A Escola Industrial mantinha um curso de
pintura. Consegui me inscrever como ouvinte. Era um curso rudimentar onde
a orientadora sugeria quadros de artistas consagrados para que os alunos fizessem
cópias. E, eu as fiz ! Entre outras, dos quadros Almoço na Relva e Olympia,
do Manet e Impressão, nascer do sol, do
Monet. Aliás, esse quadro troquei por um relógio Orient, com uma vizinha.
Naquele final de ano, acredito que
pressionada por sua mãe, ou quem sabe por
percepção própria, Maria Amélia rompeu comigo. Foi um duro golpe na minha auto-estima.
Compensei me
dedicando mais à pintura, até entender que ali, naquela cidade do interior,
não havia perspectiva de um razoável aprendizado.
Iniciava-se o ano de 1964 e me mandei para
São Paulo. Fui aceito na Escola de Belas Artes, que funcionava no prédio da
Pinacoteca. E, foi aí, na Pinacoteca, onde conheci Almeida Junior e, pela
segunda vez, fui arrebatado pela pintura. Diante da força daqueles caipiras,
retratados na mais pura espontaneidade,
vigor e altivez, eu pirei. As pinturas de Almeida Junior atingiram em cheio
meus instintos atávicos. Talvez tenha sido o instante em que me descobri
caipira.
Mas, se por um lado me sentia estasiado,
dois meses de aula de pintura me sinalizaram que eu não seria nada além de um
pintor inexpressivo.
Voltava a me sentir como um cão despencado de um caminhão
de mudança.
Dias depois, como todas as manhãs, desci do ônibus “Vila Mariana/Largo Gal.

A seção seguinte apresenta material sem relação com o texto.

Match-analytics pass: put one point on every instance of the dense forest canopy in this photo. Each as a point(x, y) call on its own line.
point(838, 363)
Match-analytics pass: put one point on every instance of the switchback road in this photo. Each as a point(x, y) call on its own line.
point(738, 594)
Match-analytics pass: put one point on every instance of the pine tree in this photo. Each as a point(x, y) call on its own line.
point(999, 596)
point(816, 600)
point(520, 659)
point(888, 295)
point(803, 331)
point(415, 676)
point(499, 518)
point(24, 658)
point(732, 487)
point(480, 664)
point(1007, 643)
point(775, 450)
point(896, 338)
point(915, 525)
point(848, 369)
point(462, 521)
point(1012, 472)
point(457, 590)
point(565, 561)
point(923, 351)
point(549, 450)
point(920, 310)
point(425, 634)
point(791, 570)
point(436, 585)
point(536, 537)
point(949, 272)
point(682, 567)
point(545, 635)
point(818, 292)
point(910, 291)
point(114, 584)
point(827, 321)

Osório” no ponto próximo à Estação Júlio
Prestes, tomei o rumo da Escola de Belas Artes, onde, obrigatoriamente, passava
na frente do DOPS.
Mas,
nesse dia, uma inquietação me apossou. O trajeto estava apinhado de soldados do
exército fortemente armados e o prédio, que logo depois viria a se tornar um
dos símbolos da repressão do regime militar, isolado por barricadas e cercas de
arame farpado.
Passada
a apreensão, vi-me atraído pela estética sinistra daquelas manobras em meio à
neblina, que criava uma ambientação de cena de filme europeu.
Sem
me dar conta de eventuais perigos foi ficando por ali. Fascinado e alheio aos
gritos e advertências dos soldados, meus olhos, como lentes de uma câmera,
registravam os acontecimentos. Minha cabeça funcionava a mil e passou a
executar uma edição instantânea: do plano geral daquela movimentação de guerra,
tendo como fundo a Estação da Luz, um corte para as lagartas do tanque que
passou veloz. Depois para a postura sisuda do soldado que segurava
acintosamente um fuzil. Registrei a expressão resignada do catador de papel
impedido de seguir com seu carrinho entulhado de sucata, tendo ao lado o seu
cão fiel que olhava assustado aquela balburdia que quebrava a rotina do dia. Em
seguida, os gestos prepotentes do sargento que obrigava as pessoas a contornar
a praça. Na esquina, o olhar perdido do trabalhador que pitava seu palheiro e
espiava, sem nada entender. O gesto assustado da dona de casa, que deixou
apressada a padaria rumo a casa, com o pão e o leite para o café da manhã.
Enfim,
estava excitado e atento a tudo o que fosse possível registrar.
Não
fui à aula naquele dia, como não mais iria. Permaneci no centro de São Paulo e
perambulei diversas vezes entre as praças da República e a da Sé, em busca de
notícias e acontecimentos.
Essa
experiência e o desejo de estar registrando – na memória – esses fatos
históricos me trouxeram uma luz. Percebi que, como os pintores, eu queria ser
um contador de histórias, mas minha linguagem era outra, não a pintura. Entendi
que o meu jeito de contar histórias imprescindia do movimento e da dramaturgia.
Descobri que o meu meio de expressão era o cinema.